What’s that Smell? GNNose Knows!

Published in

Stanford CS224W GraphML Tutorials

9 min readMay 14, 2023

By Sarah Chen, Matthew Ding, and Cathy Zhou as part of the Stanford CS224W Winter 2023 course project.

https://lh3.googleusercontent.com/0qdn6DK0KnhkrtqaBvXWrazquP0Z3fBBGYogq_y6x2CC5eEBARP9mL2_Go3PqgPrfNTfpEDIMmWlliRVgsf1Z472EC2I2MdNZJys1N7S

Sniff. Sniff. What’s that smell? It’s a tangy and pungent aroma that’s also… slightly sour? Is it… could it be… yes! It’s CH3COOH, or as it’s more commonly known, vinegar.

For over 70 years, scientists at the intersection of chemistry, neuroscience, and (recently) machine learning have investigated how molecular structures of substances affect how they smell to humans. This is a surprisingly difficult task. A small difference can result in completely different flavors, and molecules with drastically different structures can have similar odors [1, 4]. Recent advances in deep learning have enabled progress on this problem via ResNets, GNNs, and other architectures.

Structurally similar molecules do not necessarily have similar odor descriptors from Sanchez-Lengeling et al., reprinted from Ohloff, Pickenhagen and Kraft.

From a practical standpoint, improvements in molecular odor prediction may contribute to the discovery of new synthetic odorants, reducing the environmental impact of harvesting natural odorants. Additionally, insights from learned models may contribute to our understanding of chemistry and neuroscience.

For our final project, we trained a graph neural network (GNN) to predict the odors of various chemical molecules. Graphs are a natural way to model molecular data, viewing atoms as nodes and bonds between atoms as edges. GNNs trained on graph data are able to capture features of the chemicals and the structural connection. Although traditional ML approaches such as regularized linear models and random forests provide good predictions [2, 5], GNNs appear to outperform traditional methods [4] and provide further methods for interpreting the learned model.

Dataset

We examined two olfactory databases:

The Leffingwell PMP 2001 Database of Perfumery Materials & Performance which includes 4,100 molecules [4] and
The DREAM Olfaction Challenge dataset which includes 4,870 molecules [5]

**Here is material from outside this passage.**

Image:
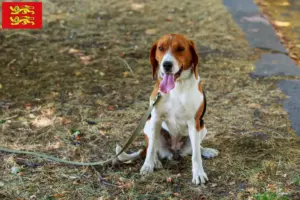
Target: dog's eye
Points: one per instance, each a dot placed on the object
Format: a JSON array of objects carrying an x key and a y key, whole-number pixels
[{"x": 180, "y": 49}]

Each entry contains a string in SMILES notation describing a molecule’s structure and a set of labels describing the molecule’s odor.

Example entries from the Leffingwell dataset.

We formalized the task as a binary classification of molecules into “pungent” or “not pungent” classes from the graph representation of the molecular structure, inspired by similar work by Distill [3]. This task is made more challenging due to class imbalance. Both datasets had only around 200 molecules with “pungent” labels.

Model

We first discuss at a high level how graph neural networks work before diving into the details of our architecture. Like all neural networks, GNNs attempt to learn embeddings of graph data in some high-dimensional embedding space. The key insight of GNNs is to use the local graph structure in learning these embeddings. Nodes in our graph are initialized with some initial features. Each layer of the GNN then performs a 2-step message passing + aggregation update. During the message passing step, nodes apply a function to their embeddings (message) and send the message to all neighbors that share an edge. During the aggregation step, nodes collect all messages received from their neighbors and use the messages to update their own embeddings.

Diagram showing message passing+aggregation steps for a single GNN layer. From CS224W Slides, Lecture 4.

For our particular project, we used the Graph Isomorphism Network (GIN) architecture proposed by Xu et al. [6]. GIN is the most expressive GNN with a fully injective neighborhood aggregation function to distinguish nodes in a graph. The GIN embedding update rule is:

Embedding update rule from Xu et al. with added annotations.

The aggregation rule uses a summation and a multi-layer perceptron (MLP). To perform binary graph-level classification, we use GIN layers to propagate node features, max-pool node embeddings across the graph, and a final MLP to act as a classification head.

Contrastive self-supervised pretraining

As part of our project, we also evaluate the benefit of pretraining via contrastive self-supervised learning. Contrastive learning first applies random data augmentations to graphs in the training batch and then trains using contrastive loss. Given that it’s self-supervised, it can be used as a pretraining method to obtain richer embeddings for graph data.

Contrastive learning on graphs was originally proposed by You et al. [7], which outlined an approach that maximizes the agreement between graph representations with perturbed edges and dropped nodes.

Illustration of the Graph Contrastive Learning Algorithm

We consider a version of this approach that maximizes the agreement between pairs of unmodified and augmented graphs. In particular, we consider two types of augmentations: edge perturbation and node dropping. For edge perturbation, an original graph (left) is augmented by randomly adding or dropping edges (middle). For node dropping, we randomly drop a fraction of nodes, along with their relevant edges (right).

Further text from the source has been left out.